As with Feynman's Physicists' History of Physics, airtight historical accuracy is not intended or relevant. This is a story about ideas, not really a history.
Once upon a time there were people. And then there were children and Judaism. After a few generations, a wise rabbi noticed that some adults are bad people, like murderers or pagans, and others were good people, like fellow rabbis, blacksmiths, or moneylenders.
And he noticed that as young children he couldn't see any critical difference in people. He couldn't predict who would turn out good, and who would turn out bad. He guessed that whether a child would be a good or bad person as an adult was not yet determined when they were still a child.
He tried preaching to people. He told them about how to be good people.
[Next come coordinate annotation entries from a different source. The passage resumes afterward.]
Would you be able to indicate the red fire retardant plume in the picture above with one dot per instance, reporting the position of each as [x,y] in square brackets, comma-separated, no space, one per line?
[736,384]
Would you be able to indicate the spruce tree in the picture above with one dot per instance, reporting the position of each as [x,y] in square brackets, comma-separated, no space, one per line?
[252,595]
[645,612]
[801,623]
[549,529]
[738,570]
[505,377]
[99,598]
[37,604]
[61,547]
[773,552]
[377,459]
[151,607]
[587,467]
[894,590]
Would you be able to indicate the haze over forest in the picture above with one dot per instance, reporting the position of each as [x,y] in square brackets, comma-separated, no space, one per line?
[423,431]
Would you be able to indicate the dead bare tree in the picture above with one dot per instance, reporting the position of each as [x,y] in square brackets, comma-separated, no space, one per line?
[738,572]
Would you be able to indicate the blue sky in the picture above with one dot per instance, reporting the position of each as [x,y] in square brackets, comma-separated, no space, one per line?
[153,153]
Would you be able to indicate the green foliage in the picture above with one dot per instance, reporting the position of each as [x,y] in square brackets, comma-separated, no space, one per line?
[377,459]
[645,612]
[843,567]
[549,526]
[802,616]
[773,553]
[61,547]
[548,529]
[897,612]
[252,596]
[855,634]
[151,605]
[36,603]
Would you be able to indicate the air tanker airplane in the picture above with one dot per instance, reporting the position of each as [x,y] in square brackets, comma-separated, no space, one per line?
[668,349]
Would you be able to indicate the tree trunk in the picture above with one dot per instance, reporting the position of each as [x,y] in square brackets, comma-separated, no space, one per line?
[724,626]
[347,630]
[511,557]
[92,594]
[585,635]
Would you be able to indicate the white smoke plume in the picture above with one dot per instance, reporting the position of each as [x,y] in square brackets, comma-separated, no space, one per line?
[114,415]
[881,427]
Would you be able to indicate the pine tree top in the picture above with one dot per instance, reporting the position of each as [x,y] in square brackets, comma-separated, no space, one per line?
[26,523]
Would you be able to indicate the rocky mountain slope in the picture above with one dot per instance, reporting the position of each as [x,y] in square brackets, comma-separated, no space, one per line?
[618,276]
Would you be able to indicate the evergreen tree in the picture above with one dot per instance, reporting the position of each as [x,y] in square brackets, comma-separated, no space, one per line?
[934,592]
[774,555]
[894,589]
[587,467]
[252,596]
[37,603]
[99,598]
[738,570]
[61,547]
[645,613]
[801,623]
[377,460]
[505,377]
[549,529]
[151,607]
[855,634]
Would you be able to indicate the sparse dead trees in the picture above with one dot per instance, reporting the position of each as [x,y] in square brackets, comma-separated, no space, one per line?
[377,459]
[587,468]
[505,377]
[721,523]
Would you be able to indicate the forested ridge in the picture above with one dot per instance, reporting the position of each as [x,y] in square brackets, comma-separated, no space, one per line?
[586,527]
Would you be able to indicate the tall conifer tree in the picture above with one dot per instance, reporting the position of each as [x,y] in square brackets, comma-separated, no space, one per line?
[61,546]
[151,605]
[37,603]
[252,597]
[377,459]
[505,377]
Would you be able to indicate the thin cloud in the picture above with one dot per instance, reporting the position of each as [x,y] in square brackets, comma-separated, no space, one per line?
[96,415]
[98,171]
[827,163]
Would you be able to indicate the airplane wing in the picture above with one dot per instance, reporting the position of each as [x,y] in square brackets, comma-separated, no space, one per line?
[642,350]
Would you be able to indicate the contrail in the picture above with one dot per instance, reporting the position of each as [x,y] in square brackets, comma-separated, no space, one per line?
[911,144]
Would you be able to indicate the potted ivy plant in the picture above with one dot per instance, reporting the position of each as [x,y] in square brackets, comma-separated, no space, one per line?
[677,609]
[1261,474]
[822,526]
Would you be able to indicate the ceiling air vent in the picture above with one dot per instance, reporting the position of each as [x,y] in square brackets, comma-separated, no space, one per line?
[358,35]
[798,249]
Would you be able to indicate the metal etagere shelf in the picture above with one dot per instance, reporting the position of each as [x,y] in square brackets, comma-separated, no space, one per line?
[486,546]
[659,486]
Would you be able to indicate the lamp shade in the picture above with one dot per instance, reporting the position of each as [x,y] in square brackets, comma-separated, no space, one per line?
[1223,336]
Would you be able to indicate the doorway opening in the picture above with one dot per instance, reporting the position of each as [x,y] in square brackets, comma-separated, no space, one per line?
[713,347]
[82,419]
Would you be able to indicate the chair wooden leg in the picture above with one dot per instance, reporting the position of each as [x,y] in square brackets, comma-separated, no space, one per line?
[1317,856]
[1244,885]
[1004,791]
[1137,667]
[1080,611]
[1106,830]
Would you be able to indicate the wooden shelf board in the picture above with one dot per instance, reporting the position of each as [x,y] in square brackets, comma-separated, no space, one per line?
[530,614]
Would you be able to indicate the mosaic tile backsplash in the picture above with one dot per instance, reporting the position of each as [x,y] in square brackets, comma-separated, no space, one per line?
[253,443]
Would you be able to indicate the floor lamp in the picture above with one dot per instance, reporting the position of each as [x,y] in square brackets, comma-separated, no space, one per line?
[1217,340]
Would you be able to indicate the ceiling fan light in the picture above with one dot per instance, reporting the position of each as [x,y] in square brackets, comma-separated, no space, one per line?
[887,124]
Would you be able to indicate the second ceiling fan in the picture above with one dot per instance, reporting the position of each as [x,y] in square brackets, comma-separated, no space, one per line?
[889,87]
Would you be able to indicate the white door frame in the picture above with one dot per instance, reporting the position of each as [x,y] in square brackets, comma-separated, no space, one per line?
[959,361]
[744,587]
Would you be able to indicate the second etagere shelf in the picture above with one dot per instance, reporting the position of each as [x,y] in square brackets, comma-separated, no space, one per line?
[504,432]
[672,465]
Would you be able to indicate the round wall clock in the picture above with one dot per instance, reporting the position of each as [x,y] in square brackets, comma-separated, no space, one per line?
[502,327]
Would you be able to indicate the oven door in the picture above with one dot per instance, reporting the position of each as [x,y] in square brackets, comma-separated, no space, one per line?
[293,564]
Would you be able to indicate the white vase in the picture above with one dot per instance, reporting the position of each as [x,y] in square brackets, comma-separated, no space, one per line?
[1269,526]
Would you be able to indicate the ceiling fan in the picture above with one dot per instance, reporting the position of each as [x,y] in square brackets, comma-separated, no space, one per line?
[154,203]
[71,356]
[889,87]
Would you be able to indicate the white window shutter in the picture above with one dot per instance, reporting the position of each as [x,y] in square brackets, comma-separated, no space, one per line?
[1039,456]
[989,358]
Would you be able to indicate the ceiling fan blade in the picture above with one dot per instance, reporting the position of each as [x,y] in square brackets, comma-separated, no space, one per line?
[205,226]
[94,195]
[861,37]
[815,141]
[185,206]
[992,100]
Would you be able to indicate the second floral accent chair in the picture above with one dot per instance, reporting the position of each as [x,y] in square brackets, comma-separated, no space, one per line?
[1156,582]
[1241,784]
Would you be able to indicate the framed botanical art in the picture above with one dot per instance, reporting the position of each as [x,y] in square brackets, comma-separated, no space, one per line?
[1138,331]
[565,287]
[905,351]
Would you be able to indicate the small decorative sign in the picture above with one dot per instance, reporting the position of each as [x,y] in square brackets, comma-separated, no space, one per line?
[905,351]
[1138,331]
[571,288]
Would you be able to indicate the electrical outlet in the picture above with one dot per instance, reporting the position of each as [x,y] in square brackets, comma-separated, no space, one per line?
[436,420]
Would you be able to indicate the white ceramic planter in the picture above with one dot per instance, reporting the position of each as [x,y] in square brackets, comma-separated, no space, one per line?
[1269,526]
He found very little success preaching to bad adults, but he found that in a controlled, double blind study the children he preached to turned out to be good adults at a much higher rate than children in a pagan control group.
And thus our Rabbi determined that human actions play a role in whether children grow up to be virtuous or wicked. But he wanted to help everyone, and some of the children he helped still turned out badly. What was going on? He needed an explanation.
He came up with the explanation that it is within a person's power to turn out either way, and they are able to choose which way they want to be. He found that the world made more sense taking into account this explanation. He found the explanation helped him and did not create any worse problems than he had before. He concluded that the explanation, while it may not be perfect, had content. There was something good about it.
Over the generations the idea of free will was refined. For example, people noticed that adults sometimes can make choices and change themselves. And they noticed that people get more than one choice in their whole life. And they noticed that the concept can be applied to simple things like "choosing" a flavor of ice cream. They also noticed that it sometimes may not apply; they noticed factors that can make it hard to choose; and they noticed factors that reliably make most exposed people turn out in a certain way.
Eventually, by the year 2008, the general understanding of free will was quite a bit better than the original, including the understanding of what is and is not an exception. Progress had been made.
If someone wants to say that free will is a bad concept, he needs to tell a better story. He needs to solve the same problems in a better way. If he wants to replace this story with nothing at all, that is a revolutionary, anti-Popperian approach which is inconsistent with the steady growth of knowledge. We need improved ideas that do a better job of solving our problems. We don't need a bunch of logicians to go on a rampage throwing out any ideas they don't understand well enough to justify, and leaving us to find new solutions from scratch.